Пертская красавица, или Валентинов день - Скотт Вальтер - Страница 60
- Предыдущая
- 60/128
- Следующая
— Поверить! — повторил Рэморни. — Для меня внове, что меня зовут легковерным. Но, искушая меня, Олбени взял в посредники такого человека, что ему поверит каждый, коль скоро речь пойдет о злом умысле… Даже лекарства, изготовленные его рукой, отдают ядом.
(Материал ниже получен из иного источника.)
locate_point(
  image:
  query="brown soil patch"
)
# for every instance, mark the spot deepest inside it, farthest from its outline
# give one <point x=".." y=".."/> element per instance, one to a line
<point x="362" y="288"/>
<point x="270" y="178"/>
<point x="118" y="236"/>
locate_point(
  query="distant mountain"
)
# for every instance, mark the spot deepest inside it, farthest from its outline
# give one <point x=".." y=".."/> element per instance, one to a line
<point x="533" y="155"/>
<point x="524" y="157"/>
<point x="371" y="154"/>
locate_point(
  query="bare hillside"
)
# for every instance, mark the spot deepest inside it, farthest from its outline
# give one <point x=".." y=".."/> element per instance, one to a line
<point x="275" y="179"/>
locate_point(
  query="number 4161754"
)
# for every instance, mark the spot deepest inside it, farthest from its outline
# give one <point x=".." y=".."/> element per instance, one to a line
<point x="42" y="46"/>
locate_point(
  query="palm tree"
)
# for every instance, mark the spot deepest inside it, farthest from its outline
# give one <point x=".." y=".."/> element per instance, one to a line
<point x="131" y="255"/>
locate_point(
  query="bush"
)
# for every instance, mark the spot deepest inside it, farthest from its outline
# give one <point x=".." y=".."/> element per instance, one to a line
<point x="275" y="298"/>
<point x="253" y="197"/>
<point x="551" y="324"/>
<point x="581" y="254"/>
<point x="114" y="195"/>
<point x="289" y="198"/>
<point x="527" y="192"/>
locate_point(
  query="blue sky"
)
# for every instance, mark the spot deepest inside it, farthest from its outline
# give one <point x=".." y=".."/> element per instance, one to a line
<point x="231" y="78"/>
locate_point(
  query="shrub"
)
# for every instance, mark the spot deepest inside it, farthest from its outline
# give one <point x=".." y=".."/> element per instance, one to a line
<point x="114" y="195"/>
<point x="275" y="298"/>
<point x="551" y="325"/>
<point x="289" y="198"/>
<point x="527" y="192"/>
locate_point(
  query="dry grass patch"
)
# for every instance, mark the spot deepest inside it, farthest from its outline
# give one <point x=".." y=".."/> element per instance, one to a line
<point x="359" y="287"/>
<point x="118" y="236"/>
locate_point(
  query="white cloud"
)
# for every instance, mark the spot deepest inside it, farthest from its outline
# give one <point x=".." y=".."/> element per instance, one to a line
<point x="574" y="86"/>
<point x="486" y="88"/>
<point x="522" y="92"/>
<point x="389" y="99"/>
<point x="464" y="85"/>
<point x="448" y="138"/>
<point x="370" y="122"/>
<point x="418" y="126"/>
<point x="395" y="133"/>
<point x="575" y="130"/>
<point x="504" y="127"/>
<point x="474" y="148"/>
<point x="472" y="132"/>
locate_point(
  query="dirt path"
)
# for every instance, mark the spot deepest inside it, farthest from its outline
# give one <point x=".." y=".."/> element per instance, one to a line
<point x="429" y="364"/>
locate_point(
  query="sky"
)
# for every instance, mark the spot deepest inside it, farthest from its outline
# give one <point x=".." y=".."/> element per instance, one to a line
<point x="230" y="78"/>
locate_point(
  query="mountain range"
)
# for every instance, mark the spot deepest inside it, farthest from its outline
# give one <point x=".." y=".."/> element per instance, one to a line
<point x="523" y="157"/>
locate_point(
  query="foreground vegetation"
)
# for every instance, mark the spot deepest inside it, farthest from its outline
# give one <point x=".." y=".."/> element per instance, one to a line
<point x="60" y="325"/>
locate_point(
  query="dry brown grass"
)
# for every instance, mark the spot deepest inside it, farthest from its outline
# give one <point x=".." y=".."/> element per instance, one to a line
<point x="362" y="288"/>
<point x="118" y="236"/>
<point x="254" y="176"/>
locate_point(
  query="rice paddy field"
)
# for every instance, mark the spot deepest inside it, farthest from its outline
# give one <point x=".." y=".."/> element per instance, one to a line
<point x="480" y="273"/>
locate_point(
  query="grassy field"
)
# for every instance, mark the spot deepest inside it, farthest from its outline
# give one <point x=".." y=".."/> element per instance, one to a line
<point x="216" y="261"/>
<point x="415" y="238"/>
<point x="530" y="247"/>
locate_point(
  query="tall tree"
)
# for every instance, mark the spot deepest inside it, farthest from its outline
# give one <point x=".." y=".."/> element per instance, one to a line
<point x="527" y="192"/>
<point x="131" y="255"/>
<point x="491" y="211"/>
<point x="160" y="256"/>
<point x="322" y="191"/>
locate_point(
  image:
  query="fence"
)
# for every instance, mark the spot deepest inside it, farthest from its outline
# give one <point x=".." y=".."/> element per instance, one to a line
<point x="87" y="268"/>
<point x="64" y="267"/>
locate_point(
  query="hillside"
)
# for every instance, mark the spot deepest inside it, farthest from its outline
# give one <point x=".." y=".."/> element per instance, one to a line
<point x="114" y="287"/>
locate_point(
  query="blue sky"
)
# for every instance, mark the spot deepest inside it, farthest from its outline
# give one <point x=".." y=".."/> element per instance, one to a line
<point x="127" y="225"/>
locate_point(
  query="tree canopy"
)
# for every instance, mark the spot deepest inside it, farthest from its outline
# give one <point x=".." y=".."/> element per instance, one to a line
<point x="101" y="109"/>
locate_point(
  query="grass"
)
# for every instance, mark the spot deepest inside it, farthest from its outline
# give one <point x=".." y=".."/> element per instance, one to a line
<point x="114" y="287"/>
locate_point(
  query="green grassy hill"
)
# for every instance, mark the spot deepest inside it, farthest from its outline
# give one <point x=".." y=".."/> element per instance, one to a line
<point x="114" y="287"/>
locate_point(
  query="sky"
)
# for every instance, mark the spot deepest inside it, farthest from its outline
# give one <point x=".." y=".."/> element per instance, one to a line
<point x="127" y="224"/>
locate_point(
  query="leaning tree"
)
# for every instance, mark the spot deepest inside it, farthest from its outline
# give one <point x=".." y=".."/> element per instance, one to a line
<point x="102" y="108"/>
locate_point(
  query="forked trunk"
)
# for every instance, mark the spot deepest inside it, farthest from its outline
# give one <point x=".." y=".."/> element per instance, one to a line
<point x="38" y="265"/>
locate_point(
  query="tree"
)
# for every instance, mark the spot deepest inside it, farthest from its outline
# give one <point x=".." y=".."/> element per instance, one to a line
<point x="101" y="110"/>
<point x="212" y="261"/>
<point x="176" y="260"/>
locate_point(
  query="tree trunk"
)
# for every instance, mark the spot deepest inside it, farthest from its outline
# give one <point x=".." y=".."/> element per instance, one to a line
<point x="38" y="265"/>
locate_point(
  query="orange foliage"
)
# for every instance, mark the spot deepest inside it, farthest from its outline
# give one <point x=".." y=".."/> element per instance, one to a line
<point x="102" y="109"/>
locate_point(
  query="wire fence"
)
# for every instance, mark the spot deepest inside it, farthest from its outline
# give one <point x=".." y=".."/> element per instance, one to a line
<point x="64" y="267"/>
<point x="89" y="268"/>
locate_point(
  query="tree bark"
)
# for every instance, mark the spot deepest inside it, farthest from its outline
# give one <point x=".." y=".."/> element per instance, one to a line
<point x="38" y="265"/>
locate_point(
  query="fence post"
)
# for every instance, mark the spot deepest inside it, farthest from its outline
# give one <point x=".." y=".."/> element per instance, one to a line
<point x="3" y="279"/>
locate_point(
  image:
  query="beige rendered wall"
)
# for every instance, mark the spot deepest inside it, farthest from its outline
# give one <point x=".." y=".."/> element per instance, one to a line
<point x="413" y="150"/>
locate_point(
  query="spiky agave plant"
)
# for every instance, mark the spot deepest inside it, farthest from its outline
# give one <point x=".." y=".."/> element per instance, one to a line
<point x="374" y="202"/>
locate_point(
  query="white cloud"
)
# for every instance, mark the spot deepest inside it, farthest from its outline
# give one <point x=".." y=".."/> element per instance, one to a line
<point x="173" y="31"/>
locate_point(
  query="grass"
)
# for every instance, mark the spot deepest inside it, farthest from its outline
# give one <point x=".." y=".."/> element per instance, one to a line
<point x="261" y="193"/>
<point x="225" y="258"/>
— Ну, этот раб оклевещет и святого, — возразил принц. — Тебя попросту одурачили, Рэморни, как ты ни хитер. Мой дядя Олбени честолюбив и не прочь закрепить за собой и своим домом такую долю власти и богатства, на какую он не вправе притязать. Но предположить, что он замышляет свергнуть с престола… или убить своего племянника… Фи, Рэморни! Не понуждай меня сослаться на старую поговорку, что творящий зло ждет зла и от других. Твои слова подсказаны тебе подозрением, а не твердой уверенностью.
— Вы роковым образом заблуждаетесь, ваше высочество! Но я этому положу конец. Герцога Олбени ненавидят за его жадность и корысть, а ваше высочество — вас, может быть, больше любят, чем…
Рэморни запнулся. Принц спокойно договорил за него — Меня больше любят, чем уважают? Это мне только приятно, Рэморни,
— Во всяком случае, — сказал Рэморни, — вас больше любят, чем боятся, а для принца такое положение вещей небезопасно. Но дайте мне слово рыцаря, что вы не разгневаетесь на меня, что бы я ни сделал ради вас как преданный слуга. Предоставьте мне вашу печать, чтобы я мог от вашего имени вербовать друзей, и герцог Олбени не будет больше пользоваться при дворе никаким влиянием вплоть до той поры, когда кисть руки, которая еще недавно заканчивала этот обрубок, не прирастет к телу и не начнет действовать по-прежнему, подчиняясь приказам моего рассудка.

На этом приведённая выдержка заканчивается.